Brunehaut la régente d’Austrasie va-t-elle enfin pouvoir dormir tranquille ? Point du tout ! Après mille péripéties guerrières, elle est livrée dans la ville de Renève, près de Dijon, en 613, au fils de Frédégonde, Clotaire II. Celui-ci accuse de tous les crimes de la terre la vieille femme qui a presque soixante-dix ans. Il la fait torturer pendant trois jours. Et au bout de trois jours, il l’installe sur un chameau afin que ses soldats l’insultent et l’humilient. Puis, pour parachever le calvaire de l’ennemie de sa mère et signer de son nom, Clotaire II, la plus ignominieuse, la plus abjecte des vengeances, il fait attacher nue Brunehaut par une jambe, un bras et par les cheveux, à un cheval fougueux qui est lâché de sorte que la vieille reine meurt dans d’atroces souffrances. Ainsi, dans le galop d’un cheval fou, se termine l’histoire de Brunehaut et Frédégonde. Ainsi demeure l’horreur ultime de cette histoire qu’on pourrait résumer, par dérision, sous ce titre : la Belle et la Bête…

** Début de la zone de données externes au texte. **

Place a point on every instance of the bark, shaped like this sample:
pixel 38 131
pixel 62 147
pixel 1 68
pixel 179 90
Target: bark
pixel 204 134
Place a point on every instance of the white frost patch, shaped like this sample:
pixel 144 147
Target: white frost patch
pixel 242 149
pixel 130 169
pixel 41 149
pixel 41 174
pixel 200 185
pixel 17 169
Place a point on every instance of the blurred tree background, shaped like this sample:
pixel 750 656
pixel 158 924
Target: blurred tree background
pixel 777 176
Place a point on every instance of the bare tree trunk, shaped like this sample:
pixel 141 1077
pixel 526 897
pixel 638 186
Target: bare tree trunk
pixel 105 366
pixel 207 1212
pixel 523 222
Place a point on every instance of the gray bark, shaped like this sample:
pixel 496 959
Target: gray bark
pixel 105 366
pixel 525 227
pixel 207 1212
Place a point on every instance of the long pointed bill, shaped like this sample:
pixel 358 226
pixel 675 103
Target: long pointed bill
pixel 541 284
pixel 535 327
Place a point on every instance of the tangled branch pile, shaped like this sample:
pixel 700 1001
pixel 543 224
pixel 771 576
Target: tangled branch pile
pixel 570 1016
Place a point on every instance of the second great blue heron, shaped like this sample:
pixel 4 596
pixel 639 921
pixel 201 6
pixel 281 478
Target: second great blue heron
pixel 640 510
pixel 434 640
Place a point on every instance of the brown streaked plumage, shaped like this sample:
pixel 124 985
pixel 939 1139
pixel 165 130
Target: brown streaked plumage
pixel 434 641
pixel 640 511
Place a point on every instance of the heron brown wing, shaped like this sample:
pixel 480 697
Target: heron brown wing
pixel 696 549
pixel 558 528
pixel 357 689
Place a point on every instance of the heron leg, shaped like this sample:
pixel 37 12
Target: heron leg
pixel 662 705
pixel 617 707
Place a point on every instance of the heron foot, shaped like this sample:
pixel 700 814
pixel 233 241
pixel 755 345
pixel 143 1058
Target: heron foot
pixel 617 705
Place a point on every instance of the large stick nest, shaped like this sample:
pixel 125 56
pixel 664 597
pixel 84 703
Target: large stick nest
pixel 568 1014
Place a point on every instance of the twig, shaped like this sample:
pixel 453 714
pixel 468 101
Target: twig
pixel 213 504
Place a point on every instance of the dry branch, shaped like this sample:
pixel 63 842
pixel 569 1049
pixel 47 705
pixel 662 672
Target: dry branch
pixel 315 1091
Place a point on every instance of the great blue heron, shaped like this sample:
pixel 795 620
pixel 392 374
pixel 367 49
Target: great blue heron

On pourrait légitimement tout craindre du successeur de Clotaire II et de Frédégonde, deux gouvernants qui n’ont reculé devant aucune monstruosité, aucun crime d’intérêt, que les années de prospérité vécues entre la fin de Brunehaut et la mort du roi Clotaire en 629 n’absolvent en rien. Mais, l’enfant de Bertrade – femme de Clotaire –, le petit-fils de Frédégonde, Dagobert, est l’antithèse de ses prédécesseurs.